We focus on securing document centric platforms and use cases. Almost 90% of all stored data are documents, spreadsheets, and other forms of unstructured information (as opposed to structured information which are rows/columns in a database). It’s major blind spot for businesses and the vast majority will admit to having no visibility of where their sensitive files are stored and who has access to them. Our solutions are capable of preventing the exposure of information to IT administrator accounts. These account have full access to every piece of data and every configuration setting on a server so they are a favorite target for outside attackers. Our technology works to secure information in both traditional data center environments and Cloud applications. Most vendors only provide solutions that can support one or the other deployment. CipherPoint’s approach is unique in that it can be applied to any application, anywhere.

  1. One of the services you help provide is transparent data encryption. Can you explain what TDE is, and why it’s important? The key word in Transparent Data Encryption is “Transparent.” This implies that the encryption should not cause changes to the users’ experience and should not cause the business applications and processes to break. Historically, enterprises could only attain transparent encryption by applying it at the storage layer but CipherPoint’s technology provides the ability to transparently encrypt at the application layer which is exponentially more effective for securing information.

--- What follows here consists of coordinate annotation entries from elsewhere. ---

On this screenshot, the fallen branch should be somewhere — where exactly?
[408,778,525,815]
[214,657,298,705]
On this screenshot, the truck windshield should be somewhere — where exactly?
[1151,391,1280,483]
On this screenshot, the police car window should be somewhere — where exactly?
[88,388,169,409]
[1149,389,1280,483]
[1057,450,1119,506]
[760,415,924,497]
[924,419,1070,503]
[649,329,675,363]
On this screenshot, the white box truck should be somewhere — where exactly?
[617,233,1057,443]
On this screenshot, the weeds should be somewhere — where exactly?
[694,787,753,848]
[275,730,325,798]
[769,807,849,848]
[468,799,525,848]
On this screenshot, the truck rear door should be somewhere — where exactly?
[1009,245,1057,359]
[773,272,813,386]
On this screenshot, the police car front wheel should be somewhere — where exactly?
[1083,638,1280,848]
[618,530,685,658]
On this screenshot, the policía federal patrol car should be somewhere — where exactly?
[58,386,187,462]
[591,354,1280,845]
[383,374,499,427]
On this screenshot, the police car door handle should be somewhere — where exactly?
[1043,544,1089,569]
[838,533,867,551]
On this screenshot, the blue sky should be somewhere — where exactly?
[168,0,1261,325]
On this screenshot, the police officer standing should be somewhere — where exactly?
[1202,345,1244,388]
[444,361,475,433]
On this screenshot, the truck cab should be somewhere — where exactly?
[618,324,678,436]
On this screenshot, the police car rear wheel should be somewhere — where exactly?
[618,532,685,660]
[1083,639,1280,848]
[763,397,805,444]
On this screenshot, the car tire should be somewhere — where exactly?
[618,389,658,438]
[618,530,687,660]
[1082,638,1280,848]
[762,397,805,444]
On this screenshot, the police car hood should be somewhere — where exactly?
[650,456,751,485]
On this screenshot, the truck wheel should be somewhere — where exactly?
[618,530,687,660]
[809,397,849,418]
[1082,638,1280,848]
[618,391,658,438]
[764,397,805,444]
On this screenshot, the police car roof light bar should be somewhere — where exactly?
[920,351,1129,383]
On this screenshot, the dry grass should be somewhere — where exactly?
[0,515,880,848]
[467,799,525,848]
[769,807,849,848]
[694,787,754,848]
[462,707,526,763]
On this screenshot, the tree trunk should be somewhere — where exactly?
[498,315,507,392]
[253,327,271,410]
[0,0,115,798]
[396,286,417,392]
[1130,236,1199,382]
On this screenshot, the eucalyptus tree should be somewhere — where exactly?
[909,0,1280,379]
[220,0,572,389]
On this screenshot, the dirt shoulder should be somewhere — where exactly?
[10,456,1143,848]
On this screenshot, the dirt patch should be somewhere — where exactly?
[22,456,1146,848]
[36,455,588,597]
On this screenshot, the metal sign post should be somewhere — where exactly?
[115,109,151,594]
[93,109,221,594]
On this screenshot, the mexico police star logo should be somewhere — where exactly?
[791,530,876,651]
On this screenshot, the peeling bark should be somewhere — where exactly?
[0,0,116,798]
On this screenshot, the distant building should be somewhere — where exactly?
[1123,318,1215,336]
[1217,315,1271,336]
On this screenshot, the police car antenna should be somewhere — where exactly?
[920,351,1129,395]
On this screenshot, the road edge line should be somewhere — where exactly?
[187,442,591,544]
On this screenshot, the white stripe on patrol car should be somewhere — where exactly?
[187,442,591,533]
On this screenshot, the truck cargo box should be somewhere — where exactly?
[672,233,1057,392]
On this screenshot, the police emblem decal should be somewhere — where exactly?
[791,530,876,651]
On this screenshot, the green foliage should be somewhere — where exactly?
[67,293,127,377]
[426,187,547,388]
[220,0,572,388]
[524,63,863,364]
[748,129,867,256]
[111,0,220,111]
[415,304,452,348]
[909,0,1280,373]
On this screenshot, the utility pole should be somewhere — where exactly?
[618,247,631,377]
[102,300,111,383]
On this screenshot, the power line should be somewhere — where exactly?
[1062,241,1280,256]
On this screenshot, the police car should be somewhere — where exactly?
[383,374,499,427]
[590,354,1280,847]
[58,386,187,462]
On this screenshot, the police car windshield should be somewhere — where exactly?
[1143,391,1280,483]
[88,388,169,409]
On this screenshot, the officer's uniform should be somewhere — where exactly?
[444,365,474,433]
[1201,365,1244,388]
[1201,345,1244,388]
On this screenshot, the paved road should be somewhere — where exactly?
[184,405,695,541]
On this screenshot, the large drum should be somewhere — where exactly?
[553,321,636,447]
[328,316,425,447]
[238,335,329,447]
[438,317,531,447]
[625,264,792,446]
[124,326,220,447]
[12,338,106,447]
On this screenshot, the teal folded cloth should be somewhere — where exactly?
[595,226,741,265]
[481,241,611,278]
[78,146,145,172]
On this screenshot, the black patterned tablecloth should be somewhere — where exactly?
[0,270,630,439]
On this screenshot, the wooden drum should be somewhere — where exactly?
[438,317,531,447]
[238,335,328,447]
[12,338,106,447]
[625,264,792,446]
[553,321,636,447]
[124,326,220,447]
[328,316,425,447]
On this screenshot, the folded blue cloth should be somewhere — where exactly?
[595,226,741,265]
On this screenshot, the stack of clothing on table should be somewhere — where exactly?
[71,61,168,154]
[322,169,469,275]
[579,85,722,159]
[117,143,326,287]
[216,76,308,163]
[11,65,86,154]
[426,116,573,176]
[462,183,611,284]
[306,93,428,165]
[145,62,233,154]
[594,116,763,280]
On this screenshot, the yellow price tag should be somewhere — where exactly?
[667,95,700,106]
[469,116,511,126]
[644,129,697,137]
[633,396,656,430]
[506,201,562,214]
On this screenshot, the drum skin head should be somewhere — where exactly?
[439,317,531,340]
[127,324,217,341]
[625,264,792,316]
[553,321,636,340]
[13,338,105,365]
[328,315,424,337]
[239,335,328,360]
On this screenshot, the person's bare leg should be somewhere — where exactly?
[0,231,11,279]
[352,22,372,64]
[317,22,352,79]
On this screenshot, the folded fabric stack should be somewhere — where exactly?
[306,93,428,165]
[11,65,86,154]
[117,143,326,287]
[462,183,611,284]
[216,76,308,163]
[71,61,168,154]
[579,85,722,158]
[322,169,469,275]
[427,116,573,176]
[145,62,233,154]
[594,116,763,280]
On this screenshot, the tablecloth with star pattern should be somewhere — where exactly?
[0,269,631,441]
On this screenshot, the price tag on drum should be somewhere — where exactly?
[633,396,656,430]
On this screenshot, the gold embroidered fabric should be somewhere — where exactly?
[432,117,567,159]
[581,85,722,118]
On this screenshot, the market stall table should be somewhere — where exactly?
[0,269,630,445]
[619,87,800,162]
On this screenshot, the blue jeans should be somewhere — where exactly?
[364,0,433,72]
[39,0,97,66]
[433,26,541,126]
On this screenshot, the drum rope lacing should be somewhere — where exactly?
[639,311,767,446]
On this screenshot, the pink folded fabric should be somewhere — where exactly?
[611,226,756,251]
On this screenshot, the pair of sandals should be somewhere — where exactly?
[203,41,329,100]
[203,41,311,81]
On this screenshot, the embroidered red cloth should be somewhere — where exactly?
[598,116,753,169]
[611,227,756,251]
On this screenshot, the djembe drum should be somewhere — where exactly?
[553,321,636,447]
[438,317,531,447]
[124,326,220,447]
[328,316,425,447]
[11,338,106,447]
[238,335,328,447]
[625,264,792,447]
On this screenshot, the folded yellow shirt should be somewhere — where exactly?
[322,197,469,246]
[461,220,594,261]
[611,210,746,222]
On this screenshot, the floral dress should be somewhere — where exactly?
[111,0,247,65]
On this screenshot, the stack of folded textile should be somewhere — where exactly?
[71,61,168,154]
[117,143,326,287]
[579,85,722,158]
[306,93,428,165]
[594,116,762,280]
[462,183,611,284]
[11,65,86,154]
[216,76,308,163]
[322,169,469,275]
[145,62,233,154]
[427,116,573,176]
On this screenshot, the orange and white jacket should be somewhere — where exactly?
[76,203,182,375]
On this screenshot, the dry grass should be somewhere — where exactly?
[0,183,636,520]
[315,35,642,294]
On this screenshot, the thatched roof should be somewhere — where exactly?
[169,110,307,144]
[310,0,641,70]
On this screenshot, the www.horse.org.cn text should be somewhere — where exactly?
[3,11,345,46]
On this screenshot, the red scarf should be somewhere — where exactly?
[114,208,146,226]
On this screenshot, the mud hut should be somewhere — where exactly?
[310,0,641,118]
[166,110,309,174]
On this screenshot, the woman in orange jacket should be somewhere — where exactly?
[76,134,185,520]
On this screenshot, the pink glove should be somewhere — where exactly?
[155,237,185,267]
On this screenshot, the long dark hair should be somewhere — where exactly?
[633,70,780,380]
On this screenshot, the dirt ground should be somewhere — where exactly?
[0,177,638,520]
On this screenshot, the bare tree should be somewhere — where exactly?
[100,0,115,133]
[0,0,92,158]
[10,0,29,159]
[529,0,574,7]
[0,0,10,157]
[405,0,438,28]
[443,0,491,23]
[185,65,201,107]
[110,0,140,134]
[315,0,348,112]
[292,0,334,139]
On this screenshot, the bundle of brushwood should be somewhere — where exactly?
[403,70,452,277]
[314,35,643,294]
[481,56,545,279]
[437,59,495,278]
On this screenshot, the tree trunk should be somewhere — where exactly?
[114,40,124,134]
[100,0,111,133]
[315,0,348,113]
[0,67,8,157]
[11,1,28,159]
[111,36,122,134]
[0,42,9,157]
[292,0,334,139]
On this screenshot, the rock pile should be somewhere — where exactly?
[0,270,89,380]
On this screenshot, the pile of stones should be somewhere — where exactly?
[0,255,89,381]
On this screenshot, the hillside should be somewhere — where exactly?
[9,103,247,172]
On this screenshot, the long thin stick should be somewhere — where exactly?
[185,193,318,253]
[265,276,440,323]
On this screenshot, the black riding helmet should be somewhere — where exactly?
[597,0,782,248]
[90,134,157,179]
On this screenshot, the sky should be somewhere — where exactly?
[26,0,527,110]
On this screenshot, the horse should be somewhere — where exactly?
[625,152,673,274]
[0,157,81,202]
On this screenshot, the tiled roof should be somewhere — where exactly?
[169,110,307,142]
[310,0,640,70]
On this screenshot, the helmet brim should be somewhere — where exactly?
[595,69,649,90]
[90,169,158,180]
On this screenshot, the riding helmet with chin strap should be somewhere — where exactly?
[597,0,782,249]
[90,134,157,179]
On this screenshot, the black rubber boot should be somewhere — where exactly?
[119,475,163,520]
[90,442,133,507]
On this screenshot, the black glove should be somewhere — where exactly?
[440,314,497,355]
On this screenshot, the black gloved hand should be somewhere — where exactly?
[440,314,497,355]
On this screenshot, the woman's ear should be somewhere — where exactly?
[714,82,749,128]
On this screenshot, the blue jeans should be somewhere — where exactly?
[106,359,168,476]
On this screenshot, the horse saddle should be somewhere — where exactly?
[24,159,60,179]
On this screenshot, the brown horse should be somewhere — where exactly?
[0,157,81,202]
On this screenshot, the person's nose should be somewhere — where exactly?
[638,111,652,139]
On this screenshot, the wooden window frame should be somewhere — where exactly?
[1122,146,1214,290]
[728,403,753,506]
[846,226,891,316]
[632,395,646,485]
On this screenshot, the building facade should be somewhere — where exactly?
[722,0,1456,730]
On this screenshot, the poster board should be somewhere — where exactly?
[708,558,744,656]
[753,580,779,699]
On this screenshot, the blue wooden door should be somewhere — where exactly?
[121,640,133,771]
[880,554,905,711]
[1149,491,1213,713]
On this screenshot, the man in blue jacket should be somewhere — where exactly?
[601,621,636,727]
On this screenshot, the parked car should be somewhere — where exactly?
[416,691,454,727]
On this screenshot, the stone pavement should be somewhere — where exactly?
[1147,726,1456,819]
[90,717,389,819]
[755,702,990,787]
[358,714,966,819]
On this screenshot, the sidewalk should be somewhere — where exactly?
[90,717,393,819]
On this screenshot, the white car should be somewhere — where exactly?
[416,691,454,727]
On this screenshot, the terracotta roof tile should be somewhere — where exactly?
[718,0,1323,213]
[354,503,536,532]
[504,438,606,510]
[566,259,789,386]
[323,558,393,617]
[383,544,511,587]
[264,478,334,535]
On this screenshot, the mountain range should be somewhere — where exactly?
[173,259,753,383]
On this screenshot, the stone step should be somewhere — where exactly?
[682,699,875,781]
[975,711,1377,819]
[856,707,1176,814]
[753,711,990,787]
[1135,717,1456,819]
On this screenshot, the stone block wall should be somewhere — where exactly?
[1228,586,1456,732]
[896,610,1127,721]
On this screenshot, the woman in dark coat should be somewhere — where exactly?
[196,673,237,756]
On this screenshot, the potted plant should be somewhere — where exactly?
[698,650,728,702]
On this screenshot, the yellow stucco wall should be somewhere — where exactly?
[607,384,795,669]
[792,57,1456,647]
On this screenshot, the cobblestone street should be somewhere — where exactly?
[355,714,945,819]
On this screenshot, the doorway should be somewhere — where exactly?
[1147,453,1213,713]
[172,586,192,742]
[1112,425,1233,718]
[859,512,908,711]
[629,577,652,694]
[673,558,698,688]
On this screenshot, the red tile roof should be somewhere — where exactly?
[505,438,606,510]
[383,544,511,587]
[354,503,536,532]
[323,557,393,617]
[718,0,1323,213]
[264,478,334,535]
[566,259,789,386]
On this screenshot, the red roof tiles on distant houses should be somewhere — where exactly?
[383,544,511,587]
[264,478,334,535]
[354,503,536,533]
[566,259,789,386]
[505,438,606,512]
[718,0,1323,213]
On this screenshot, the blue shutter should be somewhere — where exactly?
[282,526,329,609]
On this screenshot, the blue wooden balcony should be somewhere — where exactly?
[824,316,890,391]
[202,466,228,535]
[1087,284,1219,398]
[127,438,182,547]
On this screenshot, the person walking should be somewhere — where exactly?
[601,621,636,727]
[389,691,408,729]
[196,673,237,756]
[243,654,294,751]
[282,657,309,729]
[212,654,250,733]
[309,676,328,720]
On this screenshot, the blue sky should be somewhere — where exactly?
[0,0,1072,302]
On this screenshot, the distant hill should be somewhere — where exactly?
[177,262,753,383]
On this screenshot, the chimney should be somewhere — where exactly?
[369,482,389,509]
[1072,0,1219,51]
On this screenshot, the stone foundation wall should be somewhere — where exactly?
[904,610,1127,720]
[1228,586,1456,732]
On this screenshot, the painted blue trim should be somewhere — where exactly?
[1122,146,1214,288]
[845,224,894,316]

  2. As your company continues to grow, what sort of individuals do you expect to hire? What sort of training should they have, and what sort of things do you look for in an individual that can’t necessarily be taught in a class? Are there any certifications which you feel are especially valuable? Culture is highly important as you scale and the first priority is to make sure that people fit with our culture. We value hard work, individual empowerment, and accountability. Our mottos that drive how we apply those attributes are “Customers First” and “Relief from Pain.” I first look at the qualities of an individual to determine if they are empathetic and inclined to put customers first. Next I look at his or her resume for indicators of a maniacal work ethic. People who have had to perform hard or unsavory jobs typically understand that a win is much more rewarding if you had to get uncomfortable to earn it. Those are the things you can’t learn in a classroom. Either your parents instilled that in you or you developed them out of necessity. I’m not a big believer in certifications but I like the CISSP. If a candidate doesn’t have a four year degree than I think other certifications in their target career are a plus. More than 2 certifications and I question if the candidate is willing to be accountable for producing anything. Collecting certifications is probably more beneficial for people wanting to be consultants as opposed to those wanting to be a permanent member of an interdependent team at a single company. In terms of hard skills, we look for analytical thinking (statistical analysis) and directly or indirectly applicable industry experience. For example, someone that learned how to troubleshoot and repair electronics in the military may make an excellent software quality assurance engineer. Someone who was an enterprise architect may make an excellent product manager or product trainer.
  3. Given the dynamic changes in security and technology, what’s the #1 issue that you think most companies should be focused on that they aren’t adequately addressing? The #1 issue is companies have not evolved strategies security fast enough from building with a single door to the building with 25 windows. We’re still thinking about security as a progression that starts with trying to keep out the attackers. Companies need to reverse their strategy and work from the inside toward the outside – think about security as if they’ve already been compromised. Once companies accept that fact, they will be in a better position to stop data breaches.